Clothes make the man -- uncomfortable
Has there ever been a more cumbersome and more determinedly uncomfortable set of garments? Almost every part of the body is enclosed, usually fairly tightly. Trousers, shoes, and shirts all have to be hauled on separately, often with some effort -- has there ever been a greater absurdity than the shoehorn? -- and if it doesn't take effort, they're probably too loose to look right or stay in place properly. Shirts have to be buttoned up (why did zippers never catch on for shirts as they did for trousers or jackets?) and many shoes still need to be secured by tying laces into a peculiar and silly-looking sort of bow-knot. The whole ensemble is fussy, awkward, and over-complicated.
(Yes, I know Victorian-era clothing was even worse, but that's essentially an earlier version of the same culture and clothing tradition. I'm grateful for the simplification that has happened since then, such as it is.)
After all that, you're not comfortable. A change of posture as simple as sitting down can cause constriction of the groin, waist, or even armpits. If it's warm, no comforting breeze can reach most of you. Why are smelly feet so common a problem as to be an occasional staple of jokes? That's what a day's worth of tightly-trapped sweat will do. Absorbent socks mitigate the problem, at the price of one more tight, silly-looking item to deal with when dressing.
The fact that modern clothes are fairly tight, and have to be in order to look right or stay on properly, means that you have to buy new versions of everything if you gain or lose a substantial amount of weight -- often a non-trivial expense.
And don't even get me started on the necktie. This utterly non-functional symbol of conformity has always put me in mind of a leash. It's one more otherwise-useless knot to learn, it takes some practice to get it to look right, and it requires a fairly tight collar -- one more point of constriction. It is, thank goodness, seemingly on the way out. During the last Presidential election I recall seeing both Obama and Romney at at least some campaign events without ties, and nowadays, if you're in a typical office and you see a man wearing a tie, it's usually either the president of the company or a temp worker on his first day on the job.
What alternatives can history suggest?
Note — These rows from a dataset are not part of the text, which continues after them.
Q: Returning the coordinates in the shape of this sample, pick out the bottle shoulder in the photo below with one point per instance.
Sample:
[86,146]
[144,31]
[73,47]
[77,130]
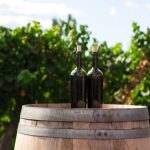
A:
[95,72]
[78,72]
As is so often the case, we could learn a thing or two from the ancient Greeks. The clothing depicted in Greek art or statues may look elaborate, but in fact most garments in that culture were variations on a simple large sheet wrapped very loosely around the body below the armpits, with the front and back pulled up and pinned together over one or both shoulders. For fancier effects one could add sleeves, or a sort of sash over one shoulder, across the opposite hip, and up the back to the shoulder again and pinned in place, or even a cape. In most cases getting dressed or undressed took probably a couple of minutes. Contrary to modern impressions, these simple clothes were usually brilliantly colored, in contrast to the drab palette favored for male clothing today.